According to the story, as told by NYT‘s Nathaniel Popper, the tax investigator had been reading through pages of chat rooms and blog posts and believed he had cracked the case with the ringleader of Silk Road, who would eventually be identified as Ulbricht.
When Alford first discovered him, he was still known only as Dread Pirate Roberts, the pseudonym that was created to mask his true identity. But even with the stack of evidence he believed was compelling, the others involved in the case weren’t ready to buy Alford’s report when it was first discussed.
As one of the most salacious cases of its kind for the DEA, it’s not shocking that no one was ready to buy that this investigator had actually cracked the case of the massive underground online drug marketplace. That’s why it took another three months to actually put together enough evidence for the government to gather a case worth tracking.
Eventually in the fall of 2013, at a NYC public library, Ulbricht was arrested and taken into custody after he was caught red-handed logging into the Dread Pirate Roberts account to make a deal on Silk Road. Finally, when he was arrested, Alford got an email that justified all his hard work.
“Congrats Gary, you were right,” the email said, according to Popper’s report.
While the Silk Road case took years of investigation to crack, it was Alford’s research that finally put the missing pieces together enough for the Feds to make their case. And even then, his work got brushed under the rug in the public spotlight as most focused on the FBI’s role in actually nabbing Ulbricht.
As Popper explains in his story, this follows the same path as Frank J. Wilson, the tax agent who helped nab Al Capone but never really received the proper credit. In his interview with Popper, Alford said, “That’s just how it is,” noting that “they don’t write movies about Frank Wilson building the tax case.”
And outside the interview with NYT, there may not be a movie that tells who Alford was in the Silk Road case either. But that doesn’t make his work any less relevant.
Popper’s narrative shows how Alford stuck to the case on whatever free time he had. And while it seems like it would have taken a tech genius to crack the case, the tax investigator said this case didn’t follow that path. That path included message boards and doing a lot of Google research.
“I’m not high-tech, but I’m like, ‘This isn’t that complicated. This is just some guy behind a computer,’” Alford recalled in a story to Popper. “In these technical investigations, people think they are too good to do the stupid old-school stuff. But I’m like, ‘Well, that stuff still works.’”
That’s when he eventually learned what people were saying about Silk Road (the “anonymous Amazon”) on online forums. Eventually, Alford’s research led him down a deeper hole into more investigation policies that allowed him to start connecting the dots between Ulbricht and Dread Pirate Roberts, who Alford learned had very similar qualities to who would fit the bill to be the creator of such a site.
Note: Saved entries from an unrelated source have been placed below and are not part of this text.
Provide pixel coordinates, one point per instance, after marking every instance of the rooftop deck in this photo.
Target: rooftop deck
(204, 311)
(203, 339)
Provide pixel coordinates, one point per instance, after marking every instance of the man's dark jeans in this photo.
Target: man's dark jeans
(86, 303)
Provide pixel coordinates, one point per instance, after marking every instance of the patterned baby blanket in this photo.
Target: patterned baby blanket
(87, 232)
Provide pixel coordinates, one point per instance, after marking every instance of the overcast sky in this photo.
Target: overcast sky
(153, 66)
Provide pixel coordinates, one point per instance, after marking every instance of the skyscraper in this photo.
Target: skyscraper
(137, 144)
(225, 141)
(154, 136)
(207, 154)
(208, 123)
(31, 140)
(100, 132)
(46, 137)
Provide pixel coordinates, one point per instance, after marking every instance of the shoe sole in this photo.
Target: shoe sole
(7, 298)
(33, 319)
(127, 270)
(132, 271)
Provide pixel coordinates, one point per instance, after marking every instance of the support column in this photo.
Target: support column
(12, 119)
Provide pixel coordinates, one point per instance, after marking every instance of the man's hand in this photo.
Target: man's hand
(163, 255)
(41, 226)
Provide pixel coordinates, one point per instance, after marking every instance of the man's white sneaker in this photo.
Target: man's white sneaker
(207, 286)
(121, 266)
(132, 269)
Despite the evidence that was stacking up, Alford wasn’t being taken seriously on the case for some time. As the case continued, Ulbricht’s name kept showing back up, and the tax agent couldn’t shake the connection. Had Alford shaken that inclination and what he believed to be strong evidence, it’s hard to know when Dread Pirate Roberts would have been caught.
And when it was all over? As Popper’s report shares, Alford was given a plaque from superiors with a Sherlock Holmes quote: “The world is full of obvious things which nobody by chance ever observes.”
How ironic for the case of Silk Road and Dread Pirate Roberts.